Department of Diagnostic and Therapeutic Ultrasonography, Tianjin Medical University Cancer Institute and Hospital, National Clinical Research Center for Cancer, Tianjin 300060, China.
ACS Nano. 2025 Jun 17;19(23):21807-21819. doi: 10.1021/acsnano.5c05698. Epub 2025 Jun 4.
Accurate preoperative diagnosis of papillary thyroid carcinoma (PTC) histological subtypes and lymph node metastasis is essential for formulating personalized treatment strategies. However, their preoperative diagnosis is challenged by the limited reliability of cytological identification of histological subtypes and the low accuracy of lymph node detection using ultrasound imaging. Herein, a deep learning-assisted surface-enhanced Raman scattering (SERS) chip is developed for the preoperative diagnosis of PTC histological subtypes and evaluation of lymph node metastasis, using fine-needle aspiration (FNA) samples. The convolutional neural network algorithm is used to analyze Raman spectral fingerprints, successfully distinguishing PTC subtypes and lymph node metastasis with an accuracy of 95.83%. Moreover, the deep learning-assisted SERS platform has been successfully employed to identify central cervical lymph node metastasis with an accuracy of 100%. This approach highlights the potential of personalized medicine, facilitating the development of individualized treatment strategies, reducing overtreatment, and mitigating recurrence risk.

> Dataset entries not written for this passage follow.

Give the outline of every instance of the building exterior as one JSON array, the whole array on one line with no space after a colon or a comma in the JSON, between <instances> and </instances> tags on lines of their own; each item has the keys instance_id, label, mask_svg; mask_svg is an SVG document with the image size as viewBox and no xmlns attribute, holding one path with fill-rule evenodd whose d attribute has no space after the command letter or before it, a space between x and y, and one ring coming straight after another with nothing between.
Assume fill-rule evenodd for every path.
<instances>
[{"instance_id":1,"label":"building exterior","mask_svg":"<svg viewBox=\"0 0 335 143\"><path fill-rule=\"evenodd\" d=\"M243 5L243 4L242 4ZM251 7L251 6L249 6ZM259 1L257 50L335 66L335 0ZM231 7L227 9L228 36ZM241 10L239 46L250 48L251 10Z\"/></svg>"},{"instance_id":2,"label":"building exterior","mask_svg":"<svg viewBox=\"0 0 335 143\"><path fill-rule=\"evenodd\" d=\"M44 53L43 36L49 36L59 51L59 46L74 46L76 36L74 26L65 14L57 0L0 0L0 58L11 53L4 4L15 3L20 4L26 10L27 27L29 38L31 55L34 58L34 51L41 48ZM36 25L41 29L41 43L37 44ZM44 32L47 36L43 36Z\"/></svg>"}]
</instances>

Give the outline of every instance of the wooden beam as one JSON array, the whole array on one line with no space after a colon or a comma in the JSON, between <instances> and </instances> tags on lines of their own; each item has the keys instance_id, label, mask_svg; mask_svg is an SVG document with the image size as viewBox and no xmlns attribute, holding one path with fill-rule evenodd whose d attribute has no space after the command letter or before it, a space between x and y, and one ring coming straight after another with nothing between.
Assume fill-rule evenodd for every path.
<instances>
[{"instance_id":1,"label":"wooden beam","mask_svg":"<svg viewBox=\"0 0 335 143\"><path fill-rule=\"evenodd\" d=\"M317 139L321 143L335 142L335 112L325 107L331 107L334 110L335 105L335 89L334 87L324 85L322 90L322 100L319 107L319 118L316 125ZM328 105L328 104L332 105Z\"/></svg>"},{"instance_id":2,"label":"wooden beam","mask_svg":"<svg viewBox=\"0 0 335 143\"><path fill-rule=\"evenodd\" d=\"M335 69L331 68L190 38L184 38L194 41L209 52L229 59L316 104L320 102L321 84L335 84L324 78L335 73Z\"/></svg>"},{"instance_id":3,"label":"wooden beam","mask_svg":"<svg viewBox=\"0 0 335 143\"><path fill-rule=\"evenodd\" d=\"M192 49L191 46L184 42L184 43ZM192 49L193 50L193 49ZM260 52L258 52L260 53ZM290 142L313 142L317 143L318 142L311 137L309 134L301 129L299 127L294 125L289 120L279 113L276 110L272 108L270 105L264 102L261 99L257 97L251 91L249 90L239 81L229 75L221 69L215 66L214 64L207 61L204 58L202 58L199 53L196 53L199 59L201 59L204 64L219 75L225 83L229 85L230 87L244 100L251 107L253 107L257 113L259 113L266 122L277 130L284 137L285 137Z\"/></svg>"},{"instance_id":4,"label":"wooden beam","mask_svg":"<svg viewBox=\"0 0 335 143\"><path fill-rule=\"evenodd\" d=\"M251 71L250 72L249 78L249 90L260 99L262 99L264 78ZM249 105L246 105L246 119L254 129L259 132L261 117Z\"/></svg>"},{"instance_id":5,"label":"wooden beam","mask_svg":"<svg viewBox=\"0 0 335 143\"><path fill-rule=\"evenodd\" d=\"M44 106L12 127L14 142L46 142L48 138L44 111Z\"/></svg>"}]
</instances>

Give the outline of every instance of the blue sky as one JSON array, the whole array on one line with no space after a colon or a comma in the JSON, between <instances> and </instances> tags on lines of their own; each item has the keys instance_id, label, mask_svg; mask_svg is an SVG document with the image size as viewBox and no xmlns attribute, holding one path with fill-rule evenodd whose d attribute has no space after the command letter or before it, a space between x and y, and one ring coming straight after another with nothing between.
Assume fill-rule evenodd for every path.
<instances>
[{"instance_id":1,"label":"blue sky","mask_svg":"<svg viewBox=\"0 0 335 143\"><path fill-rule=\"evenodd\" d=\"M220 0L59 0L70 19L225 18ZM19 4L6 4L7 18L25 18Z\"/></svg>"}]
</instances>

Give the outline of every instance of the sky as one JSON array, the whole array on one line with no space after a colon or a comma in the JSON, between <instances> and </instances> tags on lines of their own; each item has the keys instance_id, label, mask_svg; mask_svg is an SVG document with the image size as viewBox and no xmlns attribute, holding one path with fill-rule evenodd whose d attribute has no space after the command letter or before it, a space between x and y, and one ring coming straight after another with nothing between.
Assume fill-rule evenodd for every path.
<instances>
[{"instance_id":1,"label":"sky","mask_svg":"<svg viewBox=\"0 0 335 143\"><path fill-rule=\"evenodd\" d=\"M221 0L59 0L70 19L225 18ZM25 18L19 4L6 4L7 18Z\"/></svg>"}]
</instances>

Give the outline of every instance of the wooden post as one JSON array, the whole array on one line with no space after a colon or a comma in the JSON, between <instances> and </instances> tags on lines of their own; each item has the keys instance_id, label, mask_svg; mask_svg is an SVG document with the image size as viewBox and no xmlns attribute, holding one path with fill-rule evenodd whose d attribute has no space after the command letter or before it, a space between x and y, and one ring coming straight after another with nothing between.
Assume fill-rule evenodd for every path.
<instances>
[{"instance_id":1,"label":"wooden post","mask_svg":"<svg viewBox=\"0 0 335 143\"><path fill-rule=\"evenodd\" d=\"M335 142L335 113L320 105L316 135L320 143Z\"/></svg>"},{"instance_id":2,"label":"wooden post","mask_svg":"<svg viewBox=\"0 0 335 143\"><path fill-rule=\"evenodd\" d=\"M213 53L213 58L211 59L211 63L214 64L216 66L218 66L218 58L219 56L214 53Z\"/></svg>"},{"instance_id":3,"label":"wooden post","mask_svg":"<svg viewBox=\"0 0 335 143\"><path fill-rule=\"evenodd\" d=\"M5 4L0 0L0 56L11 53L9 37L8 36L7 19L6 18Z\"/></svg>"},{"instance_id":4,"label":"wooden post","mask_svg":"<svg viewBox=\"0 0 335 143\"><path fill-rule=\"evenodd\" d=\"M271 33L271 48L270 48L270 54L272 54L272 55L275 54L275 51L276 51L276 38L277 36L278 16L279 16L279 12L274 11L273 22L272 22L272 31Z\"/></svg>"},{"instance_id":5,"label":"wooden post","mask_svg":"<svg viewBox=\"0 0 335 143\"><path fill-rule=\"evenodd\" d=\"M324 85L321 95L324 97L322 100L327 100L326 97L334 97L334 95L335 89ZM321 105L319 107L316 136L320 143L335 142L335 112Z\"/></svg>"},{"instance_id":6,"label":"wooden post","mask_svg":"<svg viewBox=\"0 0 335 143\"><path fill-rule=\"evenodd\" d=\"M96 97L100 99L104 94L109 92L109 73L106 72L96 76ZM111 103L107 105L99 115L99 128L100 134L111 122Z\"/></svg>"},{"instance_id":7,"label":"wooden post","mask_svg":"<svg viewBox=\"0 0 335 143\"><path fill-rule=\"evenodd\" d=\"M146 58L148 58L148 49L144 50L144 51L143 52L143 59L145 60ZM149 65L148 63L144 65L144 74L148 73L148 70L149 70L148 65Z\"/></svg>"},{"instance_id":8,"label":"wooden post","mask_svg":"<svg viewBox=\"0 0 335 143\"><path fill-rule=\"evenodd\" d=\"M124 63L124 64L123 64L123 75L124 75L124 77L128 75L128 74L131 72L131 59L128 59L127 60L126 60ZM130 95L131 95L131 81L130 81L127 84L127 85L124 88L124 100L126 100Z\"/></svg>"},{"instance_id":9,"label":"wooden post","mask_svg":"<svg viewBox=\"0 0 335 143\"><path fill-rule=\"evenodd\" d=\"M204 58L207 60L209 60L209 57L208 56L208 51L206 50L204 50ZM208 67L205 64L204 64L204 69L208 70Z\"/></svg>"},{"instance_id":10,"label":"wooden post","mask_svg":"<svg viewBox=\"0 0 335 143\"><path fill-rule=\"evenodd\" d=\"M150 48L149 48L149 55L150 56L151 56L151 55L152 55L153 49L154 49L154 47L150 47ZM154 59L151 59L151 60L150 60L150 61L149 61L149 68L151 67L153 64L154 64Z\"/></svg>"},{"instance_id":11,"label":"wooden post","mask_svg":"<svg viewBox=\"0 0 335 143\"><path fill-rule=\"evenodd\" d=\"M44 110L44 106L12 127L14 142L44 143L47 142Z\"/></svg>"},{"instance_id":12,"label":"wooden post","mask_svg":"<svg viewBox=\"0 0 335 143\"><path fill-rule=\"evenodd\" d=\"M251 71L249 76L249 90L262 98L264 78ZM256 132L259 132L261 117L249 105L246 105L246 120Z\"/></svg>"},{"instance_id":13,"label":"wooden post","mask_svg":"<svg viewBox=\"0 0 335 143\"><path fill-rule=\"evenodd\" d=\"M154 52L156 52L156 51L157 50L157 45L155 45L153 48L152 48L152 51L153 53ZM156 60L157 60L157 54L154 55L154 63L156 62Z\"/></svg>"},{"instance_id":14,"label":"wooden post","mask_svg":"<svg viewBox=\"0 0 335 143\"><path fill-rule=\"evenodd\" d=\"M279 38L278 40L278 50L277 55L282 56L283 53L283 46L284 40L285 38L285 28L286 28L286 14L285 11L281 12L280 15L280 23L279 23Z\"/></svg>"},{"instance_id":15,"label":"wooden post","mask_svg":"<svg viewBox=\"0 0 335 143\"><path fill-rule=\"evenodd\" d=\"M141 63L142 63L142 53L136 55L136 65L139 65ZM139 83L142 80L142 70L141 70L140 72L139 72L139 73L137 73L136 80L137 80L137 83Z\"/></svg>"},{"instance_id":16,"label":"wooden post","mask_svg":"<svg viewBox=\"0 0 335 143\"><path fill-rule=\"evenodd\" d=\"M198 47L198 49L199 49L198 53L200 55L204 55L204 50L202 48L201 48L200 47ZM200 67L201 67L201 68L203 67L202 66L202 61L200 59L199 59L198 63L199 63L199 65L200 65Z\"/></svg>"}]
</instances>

准确的术前诊断甲状腺乳头状癌(PTC)的组织学亚型和淋巴结转移对于制定个性化治疗策略至关重要。然而,其术前诊断面临着组织学亚型细胞学鉴定可靠性有限以及超声成像检测淋巴结准确性低的挑战。在此,开发了一种深度学习辅助的表面增强拉曼散射(SERS)芯片,用于使用细针穿刺(FNA)样本对PTC组织学亚型进行术前诊断和评估淋巴结转移。卷积神经网络算法用于分析拉曼光谱指纹,成功区分PTC亚型和淋巴结转移,准确率为95.83%。此外,深度学习辅助的SERS平台已成功用于识别中央区颈部淋巴结转移,准确率为100%。这种方法突出了个性化医疗的潜力,有助于制定个体化治疗策略,减少过度治疗,并降低复发风险。